Environ 120 personnes se sont retrouvées à Auch le 5 novembre 2016 à la salle Cuzin à l’invitation de l’ACAT (Action des Chrétiens pour l’Abolition de la Torture) et de ses partenaires dont les Amis de La Vie faisaient partie.
La conférencière, Odile Barral*, ancienne juge des enfants et d’application des peines nous a fait part de réflexions et critiques issues du Syndicat de la Magistrature, de la Ligue des Droits de l’Homme et de l’inquiétude d’Amnesty International. Ces réflexions portaient essentiellement sur l’état d’urgence qui se prolonge, complété par la loi du 3 juin 2016 (renforçant la lutte contre le crime organisé, le terrorisme et leur financement et améliorant l’efficacité et les garanties de la procédure pénale).
Cet état d’urgence et cette loi entraînent la multiplication des perquisitions faites à titre administratif pour « menace à l’ordre public », perquisitions en cas de « risque » ou de « menace » (parfois douloureuses d’après une enquête d’Amnesty International), des assignations à résidence administratives, non abouties parfois, perquisitions informatiques, surveillance de masse, etc.
Elle souligne le fait que ces mesures sont confiées aux magistrats du Parquet. La procédure judiciaire (par les Magistrats du Siège), basée sur des infractions, ouvrirait des possibilités de débat contradictoire plus importantes. Puis elle nous a expliqué la différence entre les magistrats du Siège (plus indépendants) et ceux du Parquet (statut dépendant du Ministère de la Justice, c’est-à-dire de l’État).

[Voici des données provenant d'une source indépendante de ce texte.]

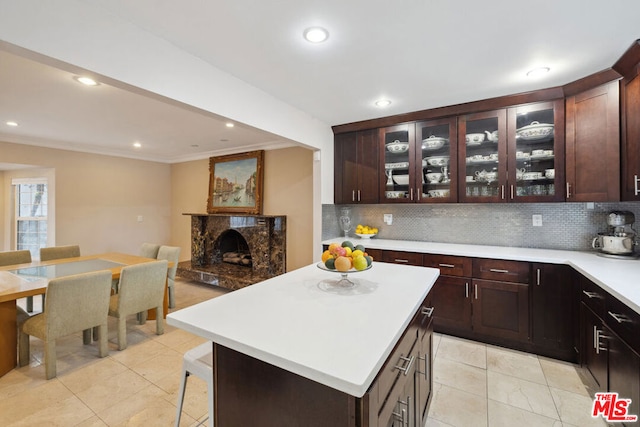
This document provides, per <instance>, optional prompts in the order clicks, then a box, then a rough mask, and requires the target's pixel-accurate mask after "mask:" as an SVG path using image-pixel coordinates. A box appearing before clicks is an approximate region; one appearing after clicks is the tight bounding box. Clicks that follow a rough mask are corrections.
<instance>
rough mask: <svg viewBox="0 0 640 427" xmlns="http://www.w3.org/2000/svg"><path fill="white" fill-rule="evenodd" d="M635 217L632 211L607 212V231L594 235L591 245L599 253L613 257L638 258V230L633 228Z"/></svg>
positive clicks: (615, 257) (634, 220) (621, 258)
mask: <svg viewBox="0 0 640 427" xmlns="http://www.w3.org/2000/svg"><path fill="white" fill-rule="evenodd" d="M634 221H635V217H634V215H633V213H632V212H628V211H613V212H609V214H607V225H608V226H609V231H608V232H607V233H599V234H598V235H597V236H596V237H594V239H593V242H592V243H591V246H592V247H593V249H595V250H597V251H598V255H602V256H608V257H612V258H621V259H629V258H638V255H637V254H636V253H635V247H636V245H637V242H636V232H635V230H634V229H633V223H634Z"/></svg>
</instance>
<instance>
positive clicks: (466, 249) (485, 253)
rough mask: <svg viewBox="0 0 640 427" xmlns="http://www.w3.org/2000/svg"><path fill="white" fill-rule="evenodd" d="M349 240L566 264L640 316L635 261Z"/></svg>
mask: <svg viewBox="0 0 640 427" xmlns="http://www.w3.org/2000/svg"><path fill="white" fill-rule="evenodd" d="M344 240H347V239H345V238H344V237H334V238H332V239H327V240H325V241H323V242H322V243H323V244H329V243H332V242H338V243H341V242H342V241H344ZM348 240H350V241H351V242H352V243H353V244H361V245H363V246H364V247H365V248H372V249H383V250H384V249H386V250H393V251H407V252H420V253H431V254H440V255H457V256H464V257H474V258H492V259H505V260H513V261H529V262H541V263H548V264H567V265H570V266H572V267H573V268H574V269H576V270H577V271H578V272H580V273H581V274H583V275H584V276H585V277H587V278H588V279H590V280H591V281H592V282H594V283H596V284H597V285H599V286H600V287H602V288H603V289H604V290H606V291H607V292H609V293H610V294H611V295H613V296H615V297H616V298H618V299H619V300H620V301H622V302H623V303H625V304H626V305H628V306H629V307H631V308H632V309H633V310H635V311H636V312H637V313H639V314H640V260H638V259H628V260H627V259H624V260H620V259H612V258H605V257H602V256H599V255H597V254H596V253H595V252H594V251H590V252H580V251H562V250H554V249H534V248H517V247H508V246H483V245H466V244H452V243H434V242H419V241H409V240H385V239H378V238H377V237H375V238H372V239H361V238H358V237H357V236H356V237H353V238H352V237H349V239H348Z"/></svg>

En novembre 2016, nous avons donc l’état d’urgence et la loi de juin 2016, des législations exceptionnelles supplémentaires qui restreignent nos libertés, fait remarquer Mme Barral. L’expérience montre qu’à partir de lois exceptionnelles, le champ d’application peut s’étendre au fil du temps. L’inquiétude de son syndicat est que c’est un grand risque pour l’avenir. Nous ne savons pas ce que sera l’avenir. Un cadre est mis en place qui peut entraîner de graves dérives.
Les policiers ont récemment manifesté leur ras-le bol, en faveur de l’accroissement d’une police de proximité : les prisons sont surpeuplées et les policiers accusent la Justice d’impunité, pourtant il y a eu 18000 condamnations, en à peu près 15 ans, pour outrages aux forces publiques.

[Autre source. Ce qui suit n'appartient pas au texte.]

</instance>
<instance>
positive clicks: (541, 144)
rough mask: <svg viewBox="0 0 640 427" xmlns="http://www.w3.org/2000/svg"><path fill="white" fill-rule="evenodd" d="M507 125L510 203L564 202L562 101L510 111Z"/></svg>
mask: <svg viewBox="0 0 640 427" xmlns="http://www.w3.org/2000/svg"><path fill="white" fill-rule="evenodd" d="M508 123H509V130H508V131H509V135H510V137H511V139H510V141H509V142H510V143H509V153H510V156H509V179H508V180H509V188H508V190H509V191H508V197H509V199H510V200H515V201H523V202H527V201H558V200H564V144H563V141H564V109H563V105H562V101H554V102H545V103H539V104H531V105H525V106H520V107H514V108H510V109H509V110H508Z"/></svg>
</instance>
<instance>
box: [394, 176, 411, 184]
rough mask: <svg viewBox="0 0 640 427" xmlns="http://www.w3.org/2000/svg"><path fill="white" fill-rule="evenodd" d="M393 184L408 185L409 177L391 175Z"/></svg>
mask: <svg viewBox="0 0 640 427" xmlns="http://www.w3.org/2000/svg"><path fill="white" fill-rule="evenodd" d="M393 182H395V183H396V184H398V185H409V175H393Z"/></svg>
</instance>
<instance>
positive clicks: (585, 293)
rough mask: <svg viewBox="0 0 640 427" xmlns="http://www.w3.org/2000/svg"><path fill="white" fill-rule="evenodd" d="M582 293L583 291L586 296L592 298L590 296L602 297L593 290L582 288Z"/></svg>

La justice se fait mais ne peut se faire immédiatement, cela serait mauvais pour tous, même pour les victimes. Les policiers souhaiteraient étendre le champ de la légitime défense. Par ailleurs il y a une haine vis-à-vis de l’usage multiplié des contrôles d’identité dans certains quartiers, un fossé s’est creusé entre police et population. La Loi et le Droit ne peuvent pas tout empêcher.

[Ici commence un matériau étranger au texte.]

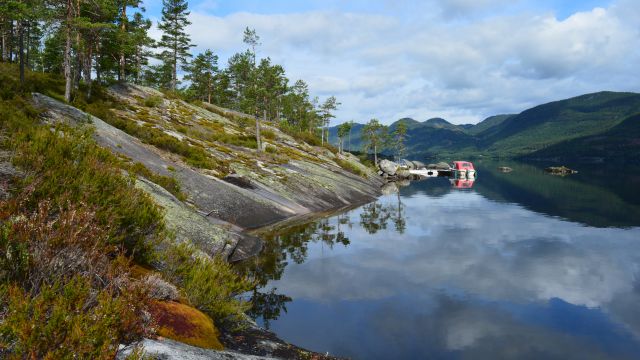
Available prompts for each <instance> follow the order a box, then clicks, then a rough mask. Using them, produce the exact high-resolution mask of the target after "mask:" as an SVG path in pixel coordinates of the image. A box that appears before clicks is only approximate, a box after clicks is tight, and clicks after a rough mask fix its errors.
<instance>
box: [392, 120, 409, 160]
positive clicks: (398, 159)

L’inquiétude est que les lois exceptionnelles finissent par paraître pérennes et deviennent plus dangereuses que ce qu’elles étaient supposées défendre.
*Odile Barral est magistrat depuis vingt-trois ans et a été essentiellement juge de l’application des peines et juge des enfants, à Lyon, Nantes, Albi et Toulouse. C’est une militante des Droits de l’homme, membre d’Amnesty International. Elle est déléguée régionale au Syndicat de la magistrature. Forte de (ou grâce à) l’apport de son parcours elle nous donne son éclairage sur l’évolution du droit dans notre société après les attentats terroristes et l’application de l’Etat d’urgence en France. Elle est auteur entre autre de : “Des enfants en otage dans les conflits d’adulte” (2013) et “Les passeurs de muraille” (2007).